A tool for FFPE DNA methylation based cancer diagnosis and tissue-of-origin prediction.
python Test_run.py -I testMethyFile -O resultFile -M method
testMethyFile: the testing file with methylation values; resultFile: the output file; method: the machine learning method, including Adaboost, k-Nearest Neighbor (knn), Logistic Regression (lgr), Linear Support Vector Classifier (linearsvc), Naïve Bayesian (nb), Random Forest (randomforest), and Support Vector Machine (svm).
python feature_selection.py -tx trainingDataFile -ty trainingLabelFile -Ox SelectedDataFile -Oy SelectedLabelFile trainingDataFile: the training data file with methylation values; trainingLabelFile: the training label file; SelectedDataFile: the training data file after feature selection; SelectedLabelFile: the training label file after feature selection.
All the input and output files are comma delimited.
testMethyFile: Each line represents a sample. The first line is the CGI location, and the second line is the test sample. The remaining lines are the training samples. The last column is the sample type and the remaining columns are methylation values of the features.
resultFile: The first line is the cancer type. The second line is the predicted cancer type of the test sample, and the third line is the predicted probability of each cancer type.
trainingDataFile: Each line represents a sample. The first line is the CGI location, the first column is the sample ID and the remaining columns are methylation values of the features.
trainingLabelFile: Each line represents a sample. The first column is the sample ID and the second columns are the label of the corresponding sample.
SelectedDataFile: Each line represents a sample. The first line is the CGI location, the first column is the label of the corresponding sample and the remaining columns are methylation values of the features.
SelectedLabelFile: Each line represents a sample.
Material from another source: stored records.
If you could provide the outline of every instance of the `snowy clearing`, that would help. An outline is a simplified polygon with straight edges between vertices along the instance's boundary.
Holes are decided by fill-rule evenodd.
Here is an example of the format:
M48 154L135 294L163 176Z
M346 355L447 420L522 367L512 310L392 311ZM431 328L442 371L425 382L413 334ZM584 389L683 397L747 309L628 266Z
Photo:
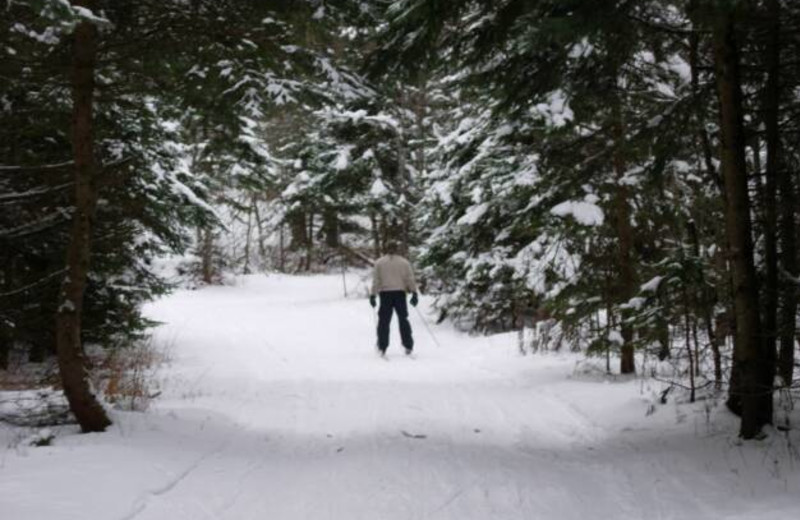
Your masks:
M522 357L511 334L431 324L437 346L415 311L417 359L394 321L385 362L359 276L348 289L254 275L152 304L172 357L163 396L114 412L105 434L56 429L52 446L3 427L3 519L800 515L782 434L742 445L736 421L703 404L648 415L658 383L606 380L571 354Z

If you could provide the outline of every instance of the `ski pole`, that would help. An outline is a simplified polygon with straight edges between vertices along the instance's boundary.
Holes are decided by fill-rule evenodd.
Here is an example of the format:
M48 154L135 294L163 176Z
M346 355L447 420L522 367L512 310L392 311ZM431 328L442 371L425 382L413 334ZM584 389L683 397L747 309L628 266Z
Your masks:
M436 335L433 333L433 330L431 330L431 326L428 325L428 320L425 319L425 316L422 315L422 313L416 306L414 307L414 310L417 311L419 319L422 320L422 324L425 325L425 330L428 331L428 334L430 335L433 342L436 344L437 347L441 348L442 345L439 343L439 340L436 339Z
The first column is the sample ID and the second columns are the label of the corresponding sample.
The testMethyFile is generated using RRBS data. Adapter and inline barcode sequences were removed using Trim Galore (version 0.6.2). The trimmed reads were mapped to the human genome version hg19 using BSMAP, with options “-q 20 -f 5 -r 0 -v 0.05 -s 16 -S 1”. The resulting BAM files were consequently converted to mHap files using the mHapTools. CpG methylation metrics were extracted using the tool MethylDackel developed by Devon Ryan (https://github.com/dpryan79/MethylDackel). The mean methylation level of one CGI is calculated as the ration between the number of methylated cytosines and the total number of cytosines within the CGI. Proportion of Discordant Reads (PDR), Cell Heterogeneity-Adjusted cLonal Methylation (CHALM), and Methylated Haplotype Load (MHL) are calulated by mHapTk.
The file example needed to run is provided under the "example" or "feature selection" folder.